Data edge cases

Author

Andy Beale

Date

7 years ago
All journal articles

Governments face unique policy and technology challenges related to the protection of sensitive categories of people. Such categories include witnesses in protection programmes, at risk children or spouses, and undercover law enforcement officers.

These “edge cases” raise unique policy and technology challenges for governments, with particular reference to personal data and identity practice.

Challenges that need to be addressed include how data are best protected as they are moved from legacy to modern systems and ingested into analytical engines. Any re-platforming needs to take place without losing essential security and protective contexts, together with ensuring the longitudinal forensic legal integrity and assurance of data.

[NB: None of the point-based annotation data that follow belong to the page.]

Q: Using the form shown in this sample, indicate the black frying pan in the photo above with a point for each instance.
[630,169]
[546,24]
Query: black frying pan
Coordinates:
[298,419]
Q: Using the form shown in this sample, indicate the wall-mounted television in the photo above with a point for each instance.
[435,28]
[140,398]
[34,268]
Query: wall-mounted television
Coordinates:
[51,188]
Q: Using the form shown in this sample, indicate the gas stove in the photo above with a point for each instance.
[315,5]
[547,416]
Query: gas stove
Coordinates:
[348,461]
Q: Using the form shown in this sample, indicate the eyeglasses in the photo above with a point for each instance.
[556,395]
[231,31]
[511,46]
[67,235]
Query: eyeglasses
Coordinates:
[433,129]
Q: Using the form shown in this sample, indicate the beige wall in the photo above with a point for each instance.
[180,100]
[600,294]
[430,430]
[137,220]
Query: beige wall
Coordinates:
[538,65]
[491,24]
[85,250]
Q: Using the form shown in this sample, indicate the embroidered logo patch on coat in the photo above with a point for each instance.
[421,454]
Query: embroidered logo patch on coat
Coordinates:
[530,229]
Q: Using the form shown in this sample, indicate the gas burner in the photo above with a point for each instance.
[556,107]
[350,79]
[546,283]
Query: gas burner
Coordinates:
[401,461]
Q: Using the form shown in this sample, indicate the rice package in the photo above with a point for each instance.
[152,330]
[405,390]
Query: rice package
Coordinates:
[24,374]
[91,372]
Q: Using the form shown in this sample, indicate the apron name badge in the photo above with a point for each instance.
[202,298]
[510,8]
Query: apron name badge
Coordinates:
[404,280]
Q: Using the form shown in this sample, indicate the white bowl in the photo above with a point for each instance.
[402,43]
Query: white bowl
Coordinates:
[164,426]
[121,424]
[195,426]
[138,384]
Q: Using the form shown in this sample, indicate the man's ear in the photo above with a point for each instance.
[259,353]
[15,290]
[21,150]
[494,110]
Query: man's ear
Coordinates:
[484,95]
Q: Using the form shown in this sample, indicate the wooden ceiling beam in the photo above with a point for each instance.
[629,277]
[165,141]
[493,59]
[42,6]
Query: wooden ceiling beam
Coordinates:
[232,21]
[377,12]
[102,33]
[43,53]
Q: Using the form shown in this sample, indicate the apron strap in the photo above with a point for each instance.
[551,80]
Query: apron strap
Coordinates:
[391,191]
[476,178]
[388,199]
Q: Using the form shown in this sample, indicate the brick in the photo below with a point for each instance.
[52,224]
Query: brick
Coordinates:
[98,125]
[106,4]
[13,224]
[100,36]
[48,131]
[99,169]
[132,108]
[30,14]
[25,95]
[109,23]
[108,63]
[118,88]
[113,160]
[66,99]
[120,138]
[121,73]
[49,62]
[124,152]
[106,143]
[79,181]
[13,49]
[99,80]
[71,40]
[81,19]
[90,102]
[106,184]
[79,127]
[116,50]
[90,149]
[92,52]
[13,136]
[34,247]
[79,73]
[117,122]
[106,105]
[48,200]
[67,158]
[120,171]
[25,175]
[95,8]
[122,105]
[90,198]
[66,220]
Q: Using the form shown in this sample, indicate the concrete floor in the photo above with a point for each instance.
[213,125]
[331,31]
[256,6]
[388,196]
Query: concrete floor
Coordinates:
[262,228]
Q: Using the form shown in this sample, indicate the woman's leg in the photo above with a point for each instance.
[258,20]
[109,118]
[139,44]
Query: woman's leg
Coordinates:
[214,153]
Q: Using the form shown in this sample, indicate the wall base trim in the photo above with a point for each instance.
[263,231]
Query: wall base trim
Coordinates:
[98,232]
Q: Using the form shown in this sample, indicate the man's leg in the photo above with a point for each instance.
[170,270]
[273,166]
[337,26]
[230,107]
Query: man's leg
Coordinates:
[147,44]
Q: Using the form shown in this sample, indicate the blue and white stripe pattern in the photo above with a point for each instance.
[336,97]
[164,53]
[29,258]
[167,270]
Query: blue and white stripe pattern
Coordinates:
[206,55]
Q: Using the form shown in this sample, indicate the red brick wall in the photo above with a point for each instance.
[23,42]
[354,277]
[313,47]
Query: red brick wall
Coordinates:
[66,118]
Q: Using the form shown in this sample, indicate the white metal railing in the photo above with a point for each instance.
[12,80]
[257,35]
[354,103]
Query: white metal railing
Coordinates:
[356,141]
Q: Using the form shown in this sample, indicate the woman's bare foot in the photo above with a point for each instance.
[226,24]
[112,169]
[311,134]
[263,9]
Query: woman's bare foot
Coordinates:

Stance is examining a range of technologies and identifying limitations with the suitability of emergent technologies such as blockchain outside of the very restricted domain of distributed transaction ledgers in financial markets.

We are considering the potential policies and technologies capable of meeting the often conflicting demands of improving public services and the problematic impact of proposals around computational irreversibility for public registers as a single source of “truth” versus the need to accommodate these essential edge cases.

As well as considering technological use within government, Stance is also examining the impact of external developments, such as the pervasive digital footprints created and left through digital interactions such as social media; cross-border biometrics capture by foreign governments; and the impact of the commoditisation and diffusion of technologies such as facial recognition and online behavioural analytics in undermining and compromising government efforts to fulfil its obligations to secure and protect sensitive categories of people.